Well at some point people quit making fun of the food programs, and for their part, they no longer were what they once were. They were hip, cool and aimed at the young, and full of advice on how to prepare the gourmet dishes they were offering at home. For that matter, not all were gourmet by any means, and one Food Network bastion, Rachel Ray, went from traveling on "Forty Dollars A Day" to preparing basic home meals, like your mother who used to cook for the entire family used to make (assuming your mother did that) in thirty minutes.
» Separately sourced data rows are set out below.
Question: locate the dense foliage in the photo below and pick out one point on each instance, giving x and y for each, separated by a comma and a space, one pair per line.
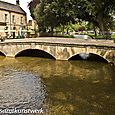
55, 13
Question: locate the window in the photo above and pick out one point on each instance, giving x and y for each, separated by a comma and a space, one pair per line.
13, 19
21, 21
6, 17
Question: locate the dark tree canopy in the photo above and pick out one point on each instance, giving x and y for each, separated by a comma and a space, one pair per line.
54, 13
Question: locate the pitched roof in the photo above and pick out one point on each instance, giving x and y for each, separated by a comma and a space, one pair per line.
11, 7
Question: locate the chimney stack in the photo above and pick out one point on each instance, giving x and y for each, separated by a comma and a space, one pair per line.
17, 2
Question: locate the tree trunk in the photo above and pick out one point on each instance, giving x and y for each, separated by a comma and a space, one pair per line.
52, 30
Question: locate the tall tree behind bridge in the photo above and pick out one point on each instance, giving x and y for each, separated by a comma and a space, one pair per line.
54, 13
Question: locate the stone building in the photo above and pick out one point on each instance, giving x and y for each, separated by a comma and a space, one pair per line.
13, 19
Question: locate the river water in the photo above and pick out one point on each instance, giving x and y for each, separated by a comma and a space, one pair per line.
59, 87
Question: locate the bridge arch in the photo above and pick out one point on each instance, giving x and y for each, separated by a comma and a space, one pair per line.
34, 53
88, 56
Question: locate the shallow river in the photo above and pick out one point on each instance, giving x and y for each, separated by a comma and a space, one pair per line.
58, 87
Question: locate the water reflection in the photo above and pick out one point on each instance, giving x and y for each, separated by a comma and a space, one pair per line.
70, 88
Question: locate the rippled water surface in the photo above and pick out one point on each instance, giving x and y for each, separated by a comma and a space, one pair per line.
60, 87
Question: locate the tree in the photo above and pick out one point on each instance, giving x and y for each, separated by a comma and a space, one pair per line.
51, 14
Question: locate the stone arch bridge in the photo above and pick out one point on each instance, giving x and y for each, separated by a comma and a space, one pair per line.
60, 48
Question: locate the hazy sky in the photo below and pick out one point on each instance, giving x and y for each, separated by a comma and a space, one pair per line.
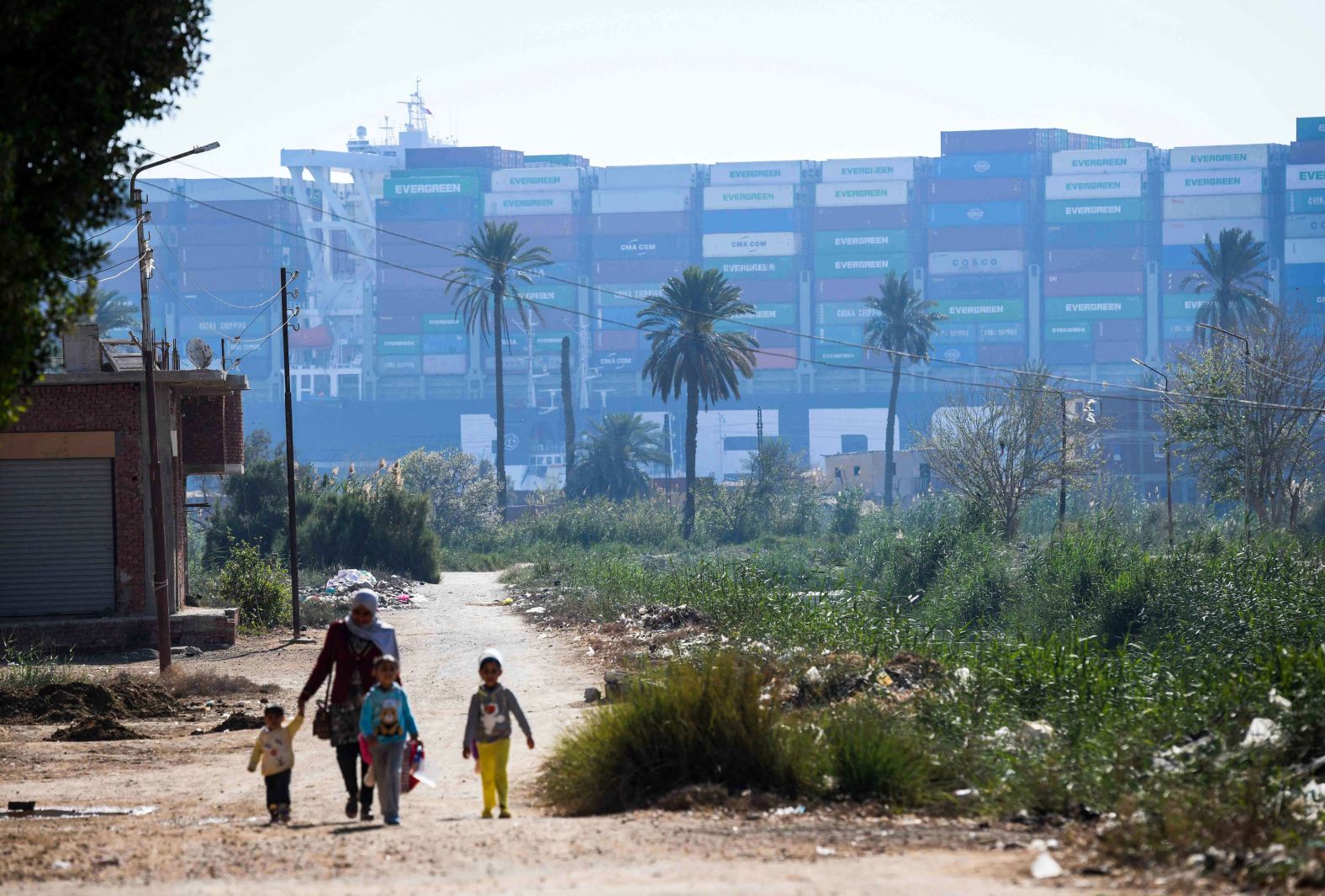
728, 80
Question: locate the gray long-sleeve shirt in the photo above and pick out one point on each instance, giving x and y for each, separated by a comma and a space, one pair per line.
489, 716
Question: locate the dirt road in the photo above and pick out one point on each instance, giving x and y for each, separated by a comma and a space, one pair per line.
207, 834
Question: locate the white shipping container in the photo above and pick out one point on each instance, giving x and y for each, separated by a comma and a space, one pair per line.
1214, 183
979, 261
734, 198
1092, 186
506, 204
731, 174
1203, 158
1100, 161
876, 192
536, 179
1194, 232
1190, 208
859, 170
1304, 252
664, 199
1306, 177
725, 245
648, 177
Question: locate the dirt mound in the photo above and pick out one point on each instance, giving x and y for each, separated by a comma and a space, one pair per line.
237, 721
66, 701
98, 728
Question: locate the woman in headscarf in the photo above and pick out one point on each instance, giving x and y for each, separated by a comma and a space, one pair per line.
350, 647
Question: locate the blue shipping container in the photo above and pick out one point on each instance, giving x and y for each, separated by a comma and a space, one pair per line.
652, 245
750, 220
990, 165
978, 213
1083, 236
985, 287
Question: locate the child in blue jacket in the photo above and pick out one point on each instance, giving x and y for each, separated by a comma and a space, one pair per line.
386, 721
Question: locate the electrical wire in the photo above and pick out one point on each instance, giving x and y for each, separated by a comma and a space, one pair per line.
1161, 395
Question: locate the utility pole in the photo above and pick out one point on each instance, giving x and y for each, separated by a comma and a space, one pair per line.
1246, 423
1168, 448
292, 517
156, 501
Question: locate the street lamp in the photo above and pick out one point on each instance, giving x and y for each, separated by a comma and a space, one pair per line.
1246, 425
154, 463
1168, 447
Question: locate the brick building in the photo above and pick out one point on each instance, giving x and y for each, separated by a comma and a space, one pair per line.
76, 546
None of that may seem like a cultural conservative revolution, but food reflects on the culture and it is.  In the early 70s the concept was that the young were getting stoned at Studio 54, and nobody thought of much of the spouse of the Canadian Prime Minster being photographed sitting on its floor wearing a miniskirt and showing too much.  By the late 1970s and 1980s dinc's still viewed eating out as the standard and people proudly stated "I never eat at home". Well, by the 1990s they were and by now a staple of the food channels are home cooked meals for a family, often with an ethnic emphasis.

That latter item also is demonstrative of a developing type of conservatism that's being missed.  For most of American history conservatism was defined in a WASPish way, except in rural areas of strong other ethnic character.  The "Protestant Work Ethic" defined an aspect of American culture and an aspect of "Americanism" was conforming to a certain WASPish ideal.  Ethnic communities strove to conform to it.  One individual I know whose grandparents were from Armenia noted how they strove to abandon their Armenian identification and to be identified as "Americans", including speaking in a foreign tongue they'd not grown up with.  In my childhood many people resented even the commonly claimed ethnic identifiers, like "Irish Americans", and noted they were Americans, not hyphenated anything.  My own father, whose father spoke German and English due to his place of birth, and who was half Irish and half German by descent, never identified with either and never made any effort to observe the Americanized Irish national day, St. Patrick's Day (my Canadian born mother, however, certainly observed it, but in a much more traditionally Irish way).

Certainly, of course, "ethnic" food existed, but it wasn't domestic in the way its become and remained often distinctly eating out ethnic. Nearly any town of substance had an Italian restaurant and, at least in this region, one or more Mexican restaurant. Chinese restaurants seem to be universal everywhere.  But beyond that, there wasn't much, and not much in terms of restaurants that incorporated those fares into their menu outside of those categories.  Our town had a couple of restaurants that were run by Greek immigrants, for example, but you would not have known it but for maybe one or two speciality items on the menu.  When I was a kid a German immigrant had a family diner and it did have some items that German Americans would recognize, but there was no particular emphasis on it (and indeed, well into the 70s in some areas emphasizing a German menu might have been a mistake).  In big cities ethnic neighborhoods usually had ethnic restaurants, of course.

None of that is surprising and all of that would seem to cut against the point.  But here is the point.  Food Network spends hours and hours per day with programming that shows the viewers how to cook Italian (or whatever) meals at home, "like my mother did", with the idea that you are going to do that. When not doing that, its spending hours and hours per day showing you how to make fast American meals large enough to feed an army, or in at least one case how to feed your presumed big ranch family.  To at least some extent, people watching The Pioneer Woman see themselves in her role, the matron of an agricultural family where the men are out working, and she's manning the large capacity and high demand kitchen.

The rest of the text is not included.